LONDON — PR agency Unity has been acquired by Selbey Anderson, a new integrated marcoms group that has already made several marketing agency acquisitions in the past two years and has taken a majority stake in the agency.

Founder and CEO Gerry Hopkinson will continue to lead Unity, which he founded in 2005 with Nik Govier, who moved on at the end of 2017 and is now the founder and CEO of Blurred. The terms of the deal have not been disclosed.

Hopkinson told PRovoke Media: “I am 100% staying in place at the helm. I’m very mindful that I wanted to maintain the business: it’s not a sell-up and head off deal. It’s very much about business as usual, with added firepower.”

Selbey Anderson was established in 2018 by PR industry veterans Simon Quarendon – a former secretary general of ICCO – and Dominic Hawes. Since its foundation, the group has also bought PR agencies Flagship Consulting and Greentarget and digital agency Orckid, as well as founding B2B marketing agency Sharper and marketing business service provider Drum Horse.

Hopkinson said: “Unity is my baby and as it has grown-up it was inevitable that I would want to find the right investment partner and group to go forward with. I’ve known Simon and Dom for some years, so there was immediate rapport and mutual respect. The really important, crystallizing thing that we share is an absolute aligned vision of what a modern consultancy should be: built on strong management and capability, with the right investment to do the right things by clients and the business, a real belief in specialism and being really progressive.”

He said there were a number of advantages for the agency in having sold a majority stake to the marcomms group: “First and foremost this gives us the confidence and ability to go forward and build on the agency as it stands today, and access to a whole range of operational stuff, from finance to HR, and the smooth machinery of running a consultancy using technology and competent people in the background to allow Unity’s talent to focus on clients as much as pssible and delivering good things for them.

In addition, he said: “We’re now part of a group with a number of best-in-class specialist agencies, which is young, ambitious and growing rapidly, creating a cohort of management across its consultancies to share opportunities and ideas.
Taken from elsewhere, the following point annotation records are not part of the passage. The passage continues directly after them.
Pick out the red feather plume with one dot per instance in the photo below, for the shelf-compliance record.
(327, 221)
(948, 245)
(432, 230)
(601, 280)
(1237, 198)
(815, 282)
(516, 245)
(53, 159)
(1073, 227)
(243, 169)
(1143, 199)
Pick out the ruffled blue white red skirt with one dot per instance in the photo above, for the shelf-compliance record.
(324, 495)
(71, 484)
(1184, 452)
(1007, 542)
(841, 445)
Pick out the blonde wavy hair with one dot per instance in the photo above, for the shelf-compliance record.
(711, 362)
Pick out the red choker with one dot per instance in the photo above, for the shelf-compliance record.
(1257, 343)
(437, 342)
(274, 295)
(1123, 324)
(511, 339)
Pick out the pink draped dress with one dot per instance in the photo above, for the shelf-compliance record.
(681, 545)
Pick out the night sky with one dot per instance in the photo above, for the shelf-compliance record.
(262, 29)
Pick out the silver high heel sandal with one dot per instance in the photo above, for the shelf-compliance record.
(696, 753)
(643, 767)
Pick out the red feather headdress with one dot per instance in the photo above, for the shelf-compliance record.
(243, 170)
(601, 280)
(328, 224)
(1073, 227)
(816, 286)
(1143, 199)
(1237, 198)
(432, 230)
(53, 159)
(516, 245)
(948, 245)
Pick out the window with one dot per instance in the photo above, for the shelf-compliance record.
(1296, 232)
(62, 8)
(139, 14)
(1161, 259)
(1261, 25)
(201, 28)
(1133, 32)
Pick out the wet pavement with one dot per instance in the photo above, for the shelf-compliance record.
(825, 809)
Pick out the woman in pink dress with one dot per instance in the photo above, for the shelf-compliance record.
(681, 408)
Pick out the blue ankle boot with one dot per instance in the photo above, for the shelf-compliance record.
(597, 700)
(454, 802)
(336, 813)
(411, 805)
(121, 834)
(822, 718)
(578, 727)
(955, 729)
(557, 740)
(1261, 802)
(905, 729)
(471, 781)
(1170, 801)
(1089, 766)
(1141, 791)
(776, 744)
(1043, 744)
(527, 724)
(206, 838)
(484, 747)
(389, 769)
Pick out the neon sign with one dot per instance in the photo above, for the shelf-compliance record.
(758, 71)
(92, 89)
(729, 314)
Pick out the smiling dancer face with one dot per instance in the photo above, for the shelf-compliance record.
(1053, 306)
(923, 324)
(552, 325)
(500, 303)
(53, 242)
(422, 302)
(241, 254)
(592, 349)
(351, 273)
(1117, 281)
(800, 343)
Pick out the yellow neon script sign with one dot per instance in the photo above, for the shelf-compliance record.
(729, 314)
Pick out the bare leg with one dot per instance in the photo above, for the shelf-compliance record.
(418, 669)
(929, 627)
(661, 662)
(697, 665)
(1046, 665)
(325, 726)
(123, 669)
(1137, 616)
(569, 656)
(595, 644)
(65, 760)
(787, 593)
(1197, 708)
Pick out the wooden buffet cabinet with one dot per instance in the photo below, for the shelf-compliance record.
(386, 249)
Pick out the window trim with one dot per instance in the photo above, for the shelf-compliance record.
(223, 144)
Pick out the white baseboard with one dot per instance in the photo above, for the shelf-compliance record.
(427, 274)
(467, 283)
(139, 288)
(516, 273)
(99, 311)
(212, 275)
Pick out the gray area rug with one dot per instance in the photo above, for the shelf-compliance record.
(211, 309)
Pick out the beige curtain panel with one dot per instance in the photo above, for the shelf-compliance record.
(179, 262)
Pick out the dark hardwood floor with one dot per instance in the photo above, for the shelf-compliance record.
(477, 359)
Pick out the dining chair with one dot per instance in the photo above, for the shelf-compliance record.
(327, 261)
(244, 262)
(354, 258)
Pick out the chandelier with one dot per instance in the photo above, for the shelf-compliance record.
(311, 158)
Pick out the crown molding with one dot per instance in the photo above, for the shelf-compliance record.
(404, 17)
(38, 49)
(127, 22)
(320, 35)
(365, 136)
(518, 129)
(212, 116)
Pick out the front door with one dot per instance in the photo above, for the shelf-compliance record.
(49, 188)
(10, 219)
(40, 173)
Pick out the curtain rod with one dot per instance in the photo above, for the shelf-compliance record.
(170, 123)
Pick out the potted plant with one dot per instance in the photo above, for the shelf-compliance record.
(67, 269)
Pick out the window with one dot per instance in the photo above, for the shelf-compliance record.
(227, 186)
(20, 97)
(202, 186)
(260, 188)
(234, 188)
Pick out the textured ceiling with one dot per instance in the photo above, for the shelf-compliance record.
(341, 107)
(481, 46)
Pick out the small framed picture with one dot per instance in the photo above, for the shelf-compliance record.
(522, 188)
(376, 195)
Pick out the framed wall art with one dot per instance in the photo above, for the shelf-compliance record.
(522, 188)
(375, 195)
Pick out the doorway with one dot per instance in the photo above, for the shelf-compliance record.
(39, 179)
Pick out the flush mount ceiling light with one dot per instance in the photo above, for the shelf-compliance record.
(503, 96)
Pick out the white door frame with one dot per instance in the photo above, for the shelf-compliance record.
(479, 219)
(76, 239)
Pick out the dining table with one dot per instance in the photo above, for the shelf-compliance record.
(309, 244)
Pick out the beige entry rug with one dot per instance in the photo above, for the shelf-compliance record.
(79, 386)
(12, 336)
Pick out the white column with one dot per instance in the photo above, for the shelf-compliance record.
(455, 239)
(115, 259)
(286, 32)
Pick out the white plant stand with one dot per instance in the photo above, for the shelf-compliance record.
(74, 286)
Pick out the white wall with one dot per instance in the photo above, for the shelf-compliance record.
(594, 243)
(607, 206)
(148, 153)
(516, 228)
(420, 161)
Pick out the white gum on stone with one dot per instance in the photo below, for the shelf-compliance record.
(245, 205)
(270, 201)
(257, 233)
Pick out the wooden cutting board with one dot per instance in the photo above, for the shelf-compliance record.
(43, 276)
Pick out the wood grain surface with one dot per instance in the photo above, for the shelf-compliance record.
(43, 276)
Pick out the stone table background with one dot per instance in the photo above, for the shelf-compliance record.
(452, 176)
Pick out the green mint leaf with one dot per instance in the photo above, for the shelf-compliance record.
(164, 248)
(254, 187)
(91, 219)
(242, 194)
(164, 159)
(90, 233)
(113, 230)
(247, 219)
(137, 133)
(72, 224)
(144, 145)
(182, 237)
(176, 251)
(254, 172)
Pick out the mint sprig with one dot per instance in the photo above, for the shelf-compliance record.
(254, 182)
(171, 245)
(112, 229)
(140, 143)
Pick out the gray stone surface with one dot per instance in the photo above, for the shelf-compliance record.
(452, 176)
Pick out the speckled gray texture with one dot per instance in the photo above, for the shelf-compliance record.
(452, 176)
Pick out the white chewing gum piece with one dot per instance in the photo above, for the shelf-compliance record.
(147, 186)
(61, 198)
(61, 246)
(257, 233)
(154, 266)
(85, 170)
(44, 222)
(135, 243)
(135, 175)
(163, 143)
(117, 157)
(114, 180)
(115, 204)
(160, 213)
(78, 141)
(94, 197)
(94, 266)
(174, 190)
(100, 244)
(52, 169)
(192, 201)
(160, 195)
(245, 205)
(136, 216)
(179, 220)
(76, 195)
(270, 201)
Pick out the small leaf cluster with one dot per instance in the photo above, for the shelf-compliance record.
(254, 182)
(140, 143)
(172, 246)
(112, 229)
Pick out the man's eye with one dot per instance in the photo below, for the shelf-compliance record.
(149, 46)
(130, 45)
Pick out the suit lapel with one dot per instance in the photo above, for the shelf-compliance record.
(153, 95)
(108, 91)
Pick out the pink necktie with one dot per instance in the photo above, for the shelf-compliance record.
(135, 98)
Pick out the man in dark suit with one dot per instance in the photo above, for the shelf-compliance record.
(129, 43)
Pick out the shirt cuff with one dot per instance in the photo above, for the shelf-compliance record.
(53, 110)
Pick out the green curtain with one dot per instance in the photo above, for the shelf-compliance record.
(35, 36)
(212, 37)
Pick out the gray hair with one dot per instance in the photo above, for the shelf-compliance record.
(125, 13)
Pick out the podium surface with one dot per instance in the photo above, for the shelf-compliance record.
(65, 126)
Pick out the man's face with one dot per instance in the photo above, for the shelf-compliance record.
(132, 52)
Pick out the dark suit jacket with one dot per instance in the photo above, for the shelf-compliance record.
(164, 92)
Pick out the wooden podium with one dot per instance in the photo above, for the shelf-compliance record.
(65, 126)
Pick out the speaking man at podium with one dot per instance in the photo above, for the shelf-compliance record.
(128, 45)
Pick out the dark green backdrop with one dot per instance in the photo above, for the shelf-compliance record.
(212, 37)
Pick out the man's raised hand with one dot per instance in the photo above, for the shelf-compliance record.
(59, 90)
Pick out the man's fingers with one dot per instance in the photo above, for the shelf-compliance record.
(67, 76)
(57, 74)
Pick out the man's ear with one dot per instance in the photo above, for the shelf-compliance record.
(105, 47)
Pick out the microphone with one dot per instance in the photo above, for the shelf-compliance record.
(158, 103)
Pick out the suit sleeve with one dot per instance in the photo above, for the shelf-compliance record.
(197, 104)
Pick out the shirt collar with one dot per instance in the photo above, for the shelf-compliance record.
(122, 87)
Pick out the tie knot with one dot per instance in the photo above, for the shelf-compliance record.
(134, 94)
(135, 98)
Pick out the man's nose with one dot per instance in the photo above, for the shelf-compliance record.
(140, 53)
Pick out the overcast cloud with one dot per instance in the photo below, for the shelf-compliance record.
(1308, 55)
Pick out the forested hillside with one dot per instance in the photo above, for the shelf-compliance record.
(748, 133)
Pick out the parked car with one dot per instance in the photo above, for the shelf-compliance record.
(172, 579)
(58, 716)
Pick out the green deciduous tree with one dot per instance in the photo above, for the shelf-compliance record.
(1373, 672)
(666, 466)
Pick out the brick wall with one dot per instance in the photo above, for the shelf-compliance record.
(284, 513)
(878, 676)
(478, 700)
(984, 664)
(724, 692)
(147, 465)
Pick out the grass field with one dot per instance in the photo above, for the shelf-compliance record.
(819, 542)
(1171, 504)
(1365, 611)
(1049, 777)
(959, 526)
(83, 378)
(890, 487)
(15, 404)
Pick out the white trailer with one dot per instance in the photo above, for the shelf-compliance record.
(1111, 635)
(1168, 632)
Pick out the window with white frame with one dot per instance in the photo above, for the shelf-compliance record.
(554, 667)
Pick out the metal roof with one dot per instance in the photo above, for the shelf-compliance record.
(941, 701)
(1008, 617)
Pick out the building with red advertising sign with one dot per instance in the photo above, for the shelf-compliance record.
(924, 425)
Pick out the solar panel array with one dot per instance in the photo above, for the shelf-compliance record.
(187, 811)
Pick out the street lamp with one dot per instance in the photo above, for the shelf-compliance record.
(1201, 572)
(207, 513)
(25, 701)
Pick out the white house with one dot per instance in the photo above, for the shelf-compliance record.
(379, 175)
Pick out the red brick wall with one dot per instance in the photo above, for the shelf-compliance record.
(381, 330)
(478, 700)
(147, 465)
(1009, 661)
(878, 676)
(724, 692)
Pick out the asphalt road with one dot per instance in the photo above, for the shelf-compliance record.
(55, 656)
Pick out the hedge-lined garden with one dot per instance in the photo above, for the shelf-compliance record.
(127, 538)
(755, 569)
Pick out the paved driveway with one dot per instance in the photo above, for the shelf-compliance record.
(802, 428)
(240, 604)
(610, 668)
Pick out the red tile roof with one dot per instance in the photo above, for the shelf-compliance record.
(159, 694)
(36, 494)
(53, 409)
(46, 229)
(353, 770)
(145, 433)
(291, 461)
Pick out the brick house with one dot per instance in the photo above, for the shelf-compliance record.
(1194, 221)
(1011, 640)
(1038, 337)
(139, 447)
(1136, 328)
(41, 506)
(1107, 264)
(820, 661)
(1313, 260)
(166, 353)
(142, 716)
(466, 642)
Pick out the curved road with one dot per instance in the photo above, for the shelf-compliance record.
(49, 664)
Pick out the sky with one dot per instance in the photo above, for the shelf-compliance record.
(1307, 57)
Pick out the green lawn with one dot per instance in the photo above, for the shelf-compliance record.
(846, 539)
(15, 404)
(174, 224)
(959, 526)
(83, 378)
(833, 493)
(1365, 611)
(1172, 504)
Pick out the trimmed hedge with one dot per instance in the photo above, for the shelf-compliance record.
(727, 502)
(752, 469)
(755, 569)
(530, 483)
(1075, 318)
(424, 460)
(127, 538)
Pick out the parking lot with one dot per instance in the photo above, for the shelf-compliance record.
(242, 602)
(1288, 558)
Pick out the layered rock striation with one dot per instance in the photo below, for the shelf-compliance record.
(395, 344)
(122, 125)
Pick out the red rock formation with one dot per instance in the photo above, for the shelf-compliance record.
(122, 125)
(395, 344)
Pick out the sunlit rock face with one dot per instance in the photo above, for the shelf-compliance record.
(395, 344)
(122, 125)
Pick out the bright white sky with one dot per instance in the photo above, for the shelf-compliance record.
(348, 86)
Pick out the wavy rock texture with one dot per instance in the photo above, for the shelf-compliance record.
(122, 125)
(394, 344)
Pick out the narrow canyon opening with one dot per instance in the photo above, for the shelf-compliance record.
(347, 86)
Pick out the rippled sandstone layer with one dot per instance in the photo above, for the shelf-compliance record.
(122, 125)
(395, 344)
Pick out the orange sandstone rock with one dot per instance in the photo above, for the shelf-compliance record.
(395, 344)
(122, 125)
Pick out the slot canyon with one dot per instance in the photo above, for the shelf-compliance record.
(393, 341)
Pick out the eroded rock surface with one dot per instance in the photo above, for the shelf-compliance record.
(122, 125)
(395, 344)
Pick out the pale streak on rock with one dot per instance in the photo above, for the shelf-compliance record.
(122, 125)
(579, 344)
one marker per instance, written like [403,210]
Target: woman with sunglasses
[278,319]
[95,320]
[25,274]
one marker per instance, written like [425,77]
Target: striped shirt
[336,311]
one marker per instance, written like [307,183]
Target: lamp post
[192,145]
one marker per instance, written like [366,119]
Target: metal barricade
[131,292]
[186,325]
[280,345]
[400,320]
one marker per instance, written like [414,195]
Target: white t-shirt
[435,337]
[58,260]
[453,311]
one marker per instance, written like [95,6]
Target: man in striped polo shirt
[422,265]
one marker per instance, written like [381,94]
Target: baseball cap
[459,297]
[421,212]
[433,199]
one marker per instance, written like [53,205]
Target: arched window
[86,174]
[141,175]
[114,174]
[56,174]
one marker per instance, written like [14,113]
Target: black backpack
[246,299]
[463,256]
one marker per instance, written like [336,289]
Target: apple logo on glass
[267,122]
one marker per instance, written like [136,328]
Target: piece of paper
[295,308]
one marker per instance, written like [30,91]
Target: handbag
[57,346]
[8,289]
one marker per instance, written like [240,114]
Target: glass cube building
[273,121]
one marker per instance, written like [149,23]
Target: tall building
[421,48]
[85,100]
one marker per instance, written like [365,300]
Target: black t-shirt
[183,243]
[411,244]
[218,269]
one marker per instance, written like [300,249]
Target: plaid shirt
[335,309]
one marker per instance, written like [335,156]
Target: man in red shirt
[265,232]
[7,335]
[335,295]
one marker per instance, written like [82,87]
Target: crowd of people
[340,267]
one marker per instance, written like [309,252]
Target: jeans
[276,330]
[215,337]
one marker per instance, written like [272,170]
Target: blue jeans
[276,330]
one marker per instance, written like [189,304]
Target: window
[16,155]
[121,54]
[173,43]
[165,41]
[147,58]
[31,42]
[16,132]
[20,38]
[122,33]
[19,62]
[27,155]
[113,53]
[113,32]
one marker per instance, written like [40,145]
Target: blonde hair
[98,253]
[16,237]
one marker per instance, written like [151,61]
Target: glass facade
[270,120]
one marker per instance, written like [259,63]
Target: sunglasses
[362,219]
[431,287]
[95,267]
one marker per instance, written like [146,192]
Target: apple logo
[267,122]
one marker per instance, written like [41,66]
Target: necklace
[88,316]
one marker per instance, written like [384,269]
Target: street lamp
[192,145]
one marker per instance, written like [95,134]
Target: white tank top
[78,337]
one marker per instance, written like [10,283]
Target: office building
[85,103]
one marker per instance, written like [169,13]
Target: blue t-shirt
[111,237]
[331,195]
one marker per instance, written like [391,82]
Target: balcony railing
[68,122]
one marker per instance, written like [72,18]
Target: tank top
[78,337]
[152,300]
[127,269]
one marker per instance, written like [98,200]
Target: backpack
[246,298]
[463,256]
We as an industry need to create new tools and platforms and services to address new challenges that brands and businesses face, and we can only do that if we come together to solve those problems.”

At Selbey Anderson, Hawes said: “2019 was about building capability in business-to-business marketing communications and revenue enablement. 2020 was going to be all about adding both brand marketing and communications capability, but Covid got in the way of that. Until now.

“Unity has an amazing pedigree. You don’t win that many awards without being quality to the core. Meeting Gerry and his team reinforced what we already knew by reputation, that this was a top-class agency. There aren’t that many great communications agencies who understand nuance and the tricky art of influencing behaviour. We saw it right away in Unity and knew that we’d have an exciting future together.”

Unity, which works with clients including AXA, Bayer, ADT, Freesat, Vue and OpenReach, made some redundancies due to the pandemic, although Hopkinson said the management team was going through the process of working out how to build on the current team and the agency would soon be back up to its January headcount of 20.

He said: “A flexible workforce is the future now. It’s been a tough ride, we’ve come through on the other side but we’ve taken our licks like everyone else.”